Location: Bay area (frequent customer interaction) Team: Inference & Reinforcement Learning Platform About the Role We’re looking for a Machine Learning Engineer (MLE) to work directly with customers and partners to design, deploy, and validate inference and reinforcement learning (RL) proof-of-concepts on GMI’s GPU infrastructure. This is a high-impact, hybrid engineering role that sits at the intersection of platform engineering, applied ML, and customer success. You’ll be embedded with customers during early-stage deployments—turning research ideas, datasets, and business requirements into working, performant systems on real GPU clusters. If you enjoy being close to users, debugging real systems, and shipping results fast (not just writing docs), this role is for you. What You’ll Do Own customer POCs end-to-end
Deploy and optimize LLM inference , RL training , and post-training workflows on GMI clusters
Translate customer requirements into concrete system designs and experiments
Forward-deploy with customers
Work hands-on with research teams, startups, and enterprise customers
Debug performance, stability, and correctness issues in real environments
Inference deployment
Stand up and tune inference stacks (e.g. vLLM / SGLang / Ray Serve–style architectures)
Optimize latency, throughput, GPU utilization, and cost efficiency
RL & post-training POCs
Support RLHF / RFT / SFT workflows using customer-provided datasets
Integrate SDKs, training APIs, and cluster resources to shorten “idea → experiment” cycles
Performance & reliability
Diagnose GPU, networking, and distributed system bottlenecks
Run benchmarks, profiling, and stress tests on multi-GPU / multi-node setups
Feedback loop to product
Feed real-world customer learnings back into GMI’s platform, SDKs, and APIs
Help shape reference architectures, cookbooks, and best practices
What We’re Looking For Core Requirements
Strong software engineering background (Python required; Go / Rust a plus)

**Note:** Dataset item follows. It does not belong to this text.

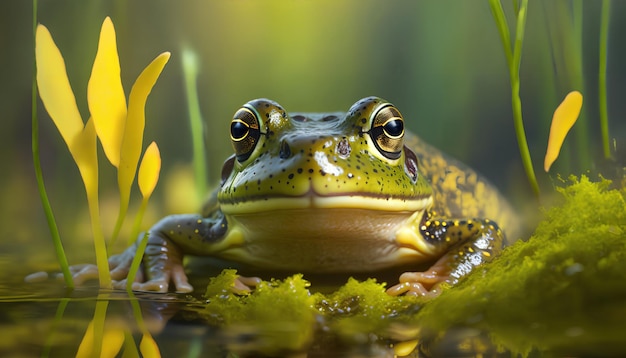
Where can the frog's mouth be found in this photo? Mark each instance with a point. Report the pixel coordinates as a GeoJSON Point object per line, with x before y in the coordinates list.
{"type": "Point", "coordinates": [313, 200]}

Hands-on experience with ML inference or training systems
Familiarity with distributed systems and GPUs (multi-GPU, multi-node)
Comfort working directly with customers and ambiguous requirements
Ability to debug end-to-end systems (code, infra, networking, performance)
Nice to Have
Experience with:
LLM inference frameworks (vLLM, SGLang, Ray Serve, Triton, etc.)
RL or post-training workflows (RLHF, RFT, SFT)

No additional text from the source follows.